The Dark Knight Rises Movie Review
After all the marketing hype, all the drama and all the insane expectations, Christopher Nolan’s third and final Batman film, THE DARK KNIGHT RISES, has finally hit theaters. At this point in his career, Nolan is a victim of his own success. He’s made two near perfect films in THE DARK KNIGHT and INCEPTION and now we expect all of his films to take filmmaking to a new level. THE DARK KNIGHT RISES had no chance of living up to our expectations, but if we put everything else aside and focus on what he’s presented us, I still think it’s hard to ignore some of the problems.
The film picks up eight years after THE DARK KNIGHT, with Gotham seemingly having turned a corner, no longer in need of a masked vigilante to protect its streets. As promised at the end of the second film, Batman took the blame for Harvey Dent’s (Aaron Eckhart) death and Commissioner Gordon (Gary Oldman) has used Dent’s death as a symbol to motivate the citizens of Gotham into passing the “Dent law”, which he’s used to put away the city’s bad guys. This has paved the way for Bane (Tom Hardy) to put his plan in motion, which is to finish the destruction of Gotham the way Ra’s Al Ghul (Liam Neeson) once envisioned .
Unfortunately, not all is right with THE DARK KNIGHT RISES. The first thing to come to terms with is the fact there are several plot points that seem rushed and/or forced. I was disappointed with the Bruce Wayne and Alfred “fight” as it seemed Wayne had grown over the past eight years and then instantly reverted back to his spoiled, rich self. Miranda Tate’s (Marion Cotillard) taking over of Wayne Enterprises was confusing since Bruce Wayne and Lucious Fox were cautious of everyone and then it seemed Tate got their trust instantly, without having to earn it. I loved Anne Hathaway as Selina Kyle (never referred to as “Catwoman”), but she was a shallow character with no background or motivations.
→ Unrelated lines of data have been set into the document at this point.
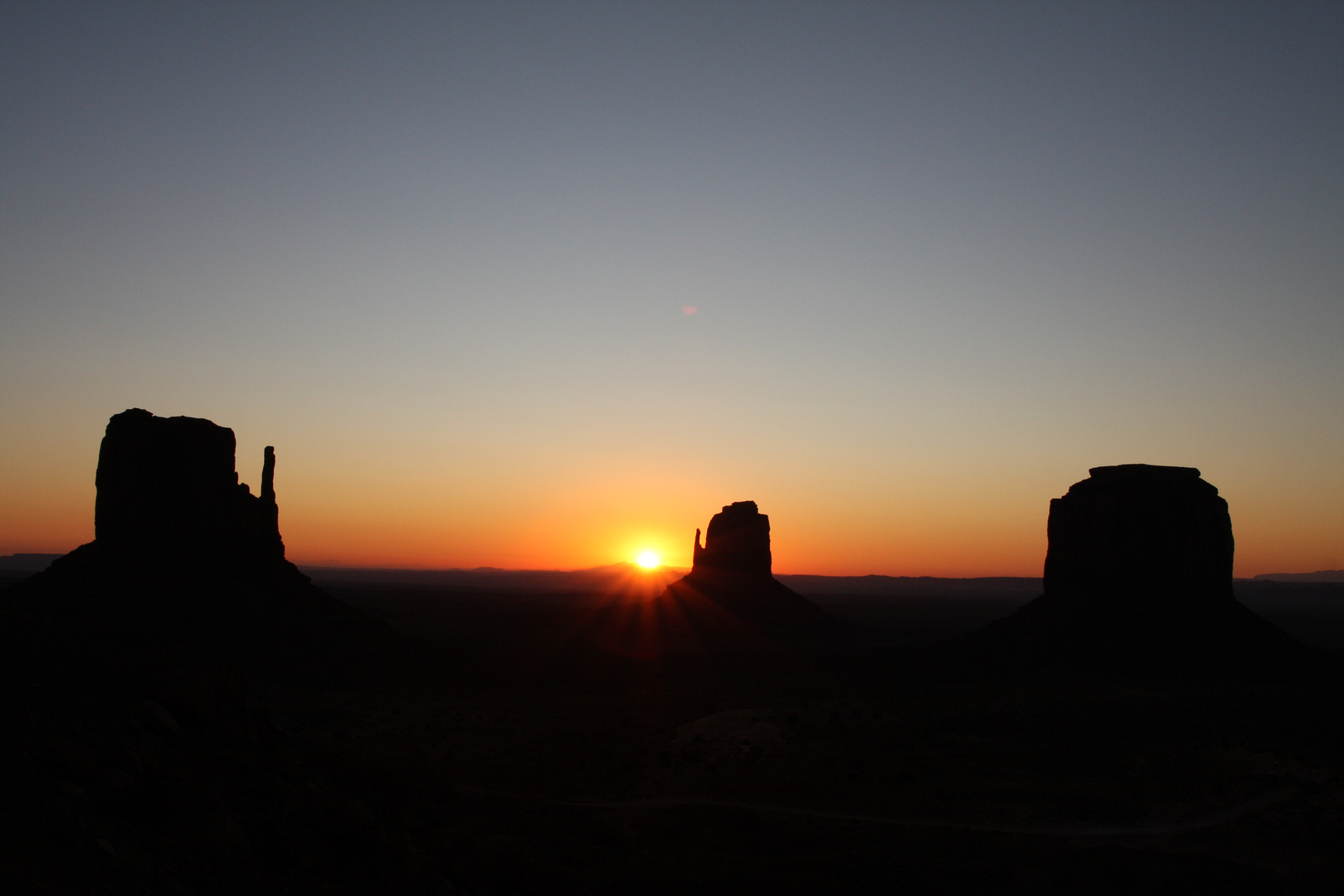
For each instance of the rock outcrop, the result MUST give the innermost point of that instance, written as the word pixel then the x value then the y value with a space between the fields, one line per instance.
pixel 169 503
pixel 1138 570
pixel 730 599
pixel 738 540
pixel 1138 535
I wanted to know more about her and I wanted to know why Batman had so much faith in her. I also liked Joseph Gordon-Levitt’s portrayal of John Blake, but I felt there was an emptiness to his character that made it tough for me to get behind him.
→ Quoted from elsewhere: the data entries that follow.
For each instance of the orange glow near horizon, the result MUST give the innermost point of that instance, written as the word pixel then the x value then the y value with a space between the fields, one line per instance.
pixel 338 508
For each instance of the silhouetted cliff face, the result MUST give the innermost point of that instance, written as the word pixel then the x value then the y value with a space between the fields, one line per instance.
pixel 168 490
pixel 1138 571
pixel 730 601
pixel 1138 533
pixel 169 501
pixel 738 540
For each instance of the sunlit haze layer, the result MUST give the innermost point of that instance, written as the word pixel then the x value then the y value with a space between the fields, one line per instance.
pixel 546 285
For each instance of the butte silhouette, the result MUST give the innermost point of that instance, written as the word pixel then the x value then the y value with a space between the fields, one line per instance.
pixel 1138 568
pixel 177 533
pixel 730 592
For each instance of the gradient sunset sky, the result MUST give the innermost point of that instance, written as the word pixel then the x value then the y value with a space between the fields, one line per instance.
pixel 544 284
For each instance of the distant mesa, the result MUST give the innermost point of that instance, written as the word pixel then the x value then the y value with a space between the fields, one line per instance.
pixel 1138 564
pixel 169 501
I also have a fundamental problem with the decision to have Batman basically inactive during those eight years. After taking eight years off from fighting and training, we knew Batman was going to have virtually no shot facing off against Bane, who was already made out to be nearly invincible. Bruce Wayne also had a bad knee that required crutches, but was able to throw on a brace and walk fine as soon as he heard about Bane. The inactivity and the rushing back into battle took away some of the intensity of the battle, even if the battle itself was exciting. Those issues could have been resolved if there had been some other story for Batman during those eight years. The knee problem was also unnecessary since it served no purpose when it was acknowledged in the beginning and then was completely ignored later in the film.
Bane is a different kind of villain than what we’ve seen in Nolan’s films in that he’s reliant on his brute strength more than his cunning intellect. He’s still hell bent on destruction, much the same way The Joker (Heath Ledger) was in the second film, albeit not as creative. Nolan delivers with Bane, having Bane and Batman face off mano-y-mano twice, each time living up to what we would expect from a fight between two behemoths. Bane is a worthy adversary for Batman and Tom Hardy does another fantastic job, breathing life into a character that has no real voice and no facial expressions.
There were positives, of course, mainly with the fantastic ending. I loved how Nolan wrapped up Bane’s story and I loved some of the big reveals. I feel I could easily write a review detailing everything that I loved with the ending, but unfortunately, it would spoil the film for everyone that hasn’t seen it. Let’s just say that the ending worked perfectly within the trilogy and was everything a fan could have asked for. In that regard, THE DARK KNIGHT RISES was truly the grand conclusion we all hoped it would be, even if it took a while and few missteps to get there.